D. H. Lawrence in Oberbayern: Webers Wohnung
In Icking wohnen Lawrence und Frieda vom 2. Juni bis 4. August 1912 in einer kleinen Sommerwohnung über der Gemischtwarenhandlung Leitner, Münchner Straße 3. Die Wohnung gehört Alfred Weber, Bruder des Soziologen Max Weber und Geliebter von Friedas Schwester Else, dem sie als „Liebesnest“ für sich und Else dient. Von hier aus beobachten Lawrence und Frieda das Treiben auf der Hauptstraße nach Wolfratshausen: Fußgänger, Ochsenwagen, die Bäuerinnen im Weizenfeld, einmal den Durchmarsch einer kgl.-bayerischen Artillerieeinheit, der den Autor zur Novelle Dorn im Fleisch (Thorn in the Flesh) inspiriert. Oft frühstücken sie auf dem Balkon und genießen im Glanz der schneebedeckten Berge das Alpenpanorama:
Jetzt wohnen Frieda und ich allein in Professor Webers Wohnung. Es ist der oberste Stock dieser Villa – ziemlich klein – vier Zimmer außer der Küche. Doch ein Balkon ist da, wo wir draußen sitzen und essen können und wo ich schreibe. Tief unten ist die Straße, wo die Ochsenwagen langsam vorbeiziehen. Jenseits der Straße arbeiten die Bäuerinnen im Weizenfeld. Dann der blasse, milchig grüne Fluß, der zwischen Wald und Ebene fließt – und dahinter die Berge, eine Kette nach der andern, und ihre Gipfel glitzern vor Schnee.

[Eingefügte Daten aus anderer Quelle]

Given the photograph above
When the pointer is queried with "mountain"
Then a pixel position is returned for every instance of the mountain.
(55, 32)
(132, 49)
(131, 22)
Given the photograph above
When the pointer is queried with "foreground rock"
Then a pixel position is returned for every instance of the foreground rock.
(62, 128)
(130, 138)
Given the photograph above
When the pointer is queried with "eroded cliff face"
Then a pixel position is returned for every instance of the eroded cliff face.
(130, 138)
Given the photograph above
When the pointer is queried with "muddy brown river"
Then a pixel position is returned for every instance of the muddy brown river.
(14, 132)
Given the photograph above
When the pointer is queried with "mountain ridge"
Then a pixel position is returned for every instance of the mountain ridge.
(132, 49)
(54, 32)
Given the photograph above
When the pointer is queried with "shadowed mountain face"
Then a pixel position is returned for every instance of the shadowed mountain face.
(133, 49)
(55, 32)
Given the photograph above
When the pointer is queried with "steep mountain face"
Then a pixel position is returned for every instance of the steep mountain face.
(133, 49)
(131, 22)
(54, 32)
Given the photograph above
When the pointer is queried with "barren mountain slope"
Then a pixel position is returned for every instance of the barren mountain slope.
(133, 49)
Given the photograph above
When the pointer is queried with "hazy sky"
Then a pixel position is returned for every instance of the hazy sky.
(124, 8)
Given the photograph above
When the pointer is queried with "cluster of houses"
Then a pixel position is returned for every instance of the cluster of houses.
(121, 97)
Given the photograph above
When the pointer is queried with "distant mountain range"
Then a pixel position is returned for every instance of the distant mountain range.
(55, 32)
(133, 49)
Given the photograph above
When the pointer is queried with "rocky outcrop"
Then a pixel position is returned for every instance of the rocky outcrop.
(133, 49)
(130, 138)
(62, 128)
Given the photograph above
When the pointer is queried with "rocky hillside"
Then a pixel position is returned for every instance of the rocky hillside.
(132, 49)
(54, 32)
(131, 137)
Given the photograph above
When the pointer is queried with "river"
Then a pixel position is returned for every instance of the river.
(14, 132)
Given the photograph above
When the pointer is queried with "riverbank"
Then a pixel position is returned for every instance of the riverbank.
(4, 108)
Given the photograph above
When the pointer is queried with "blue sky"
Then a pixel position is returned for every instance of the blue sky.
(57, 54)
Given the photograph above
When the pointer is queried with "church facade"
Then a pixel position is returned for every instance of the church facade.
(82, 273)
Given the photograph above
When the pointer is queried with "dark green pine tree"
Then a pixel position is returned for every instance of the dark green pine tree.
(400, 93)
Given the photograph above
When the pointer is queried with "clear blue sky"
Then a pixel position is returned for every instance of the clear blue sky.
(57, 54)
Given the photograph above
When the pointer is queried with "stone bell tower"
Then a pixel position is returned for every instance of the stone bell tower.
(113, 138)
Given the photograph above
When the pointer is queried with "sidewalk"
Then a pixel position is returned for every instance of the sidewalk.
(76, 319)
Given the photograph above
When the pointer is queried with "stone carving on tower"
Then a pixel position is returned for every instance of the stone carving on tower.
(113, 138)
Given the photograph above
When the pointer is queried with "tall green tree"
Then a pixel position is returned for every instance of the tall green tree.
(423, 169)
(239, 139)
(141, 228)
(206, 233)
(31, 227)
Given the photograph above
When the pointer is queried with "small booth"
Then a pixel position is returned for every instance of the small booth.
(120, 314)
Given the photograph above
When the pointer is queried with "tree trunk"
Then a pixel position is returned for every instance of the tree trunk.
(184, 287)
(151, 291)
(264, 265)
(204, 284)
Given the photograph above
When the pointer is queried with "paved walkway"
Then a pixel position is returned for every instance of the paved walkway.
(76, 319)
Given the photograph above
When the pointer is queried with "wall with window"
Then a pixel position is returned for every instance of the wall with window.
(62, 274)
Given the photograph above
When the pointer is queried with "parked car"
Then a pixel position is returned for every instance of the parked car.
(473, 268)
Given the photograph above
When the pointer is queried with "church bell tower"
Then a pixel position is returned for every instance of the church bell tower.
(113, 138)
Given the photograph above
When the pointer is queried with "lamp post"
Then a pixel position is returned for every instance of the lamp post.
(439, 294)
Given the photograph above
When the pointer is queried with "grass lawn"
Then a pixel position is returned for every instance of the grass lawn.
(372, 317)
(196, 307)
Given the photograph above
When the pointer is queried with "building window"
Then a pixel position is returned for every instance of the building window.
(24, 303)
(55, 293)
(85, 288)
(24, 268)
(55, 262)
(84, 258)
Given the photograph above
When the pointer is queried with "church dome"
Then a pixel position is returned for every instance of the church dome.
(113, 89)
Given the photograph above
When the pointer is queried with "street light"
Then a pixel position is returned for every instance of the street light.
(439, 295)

Ich mußte eben mal schnell in die Küche laufen – ein lustiger kleiner Raum – wollte wissen, was Frieda angestellt hat. Sie hatte sich bloß den Kopf am Schrank gestoßen. Wir standen also da und schauten hinaus. Über den Hügeln hing wie ein Deckel eine große schwarze Wolke, und die nächsten Berge wallten in einem undurchdringlichen Blauschwarz auf und ab. Dazwischen war eine wunderschöne goldene Stelle mit einem Gewirr blasser, wunderschöner Berge, Gipfel, die im Schnee blaßgolden waren, in immer größerer Ferne – so ein stummes, funkelndes Durcheinander, strahlend vor Schnee. Jetzt fällt das Gewitter drüberher, und der Regen ist da. (Briefe, S. 63)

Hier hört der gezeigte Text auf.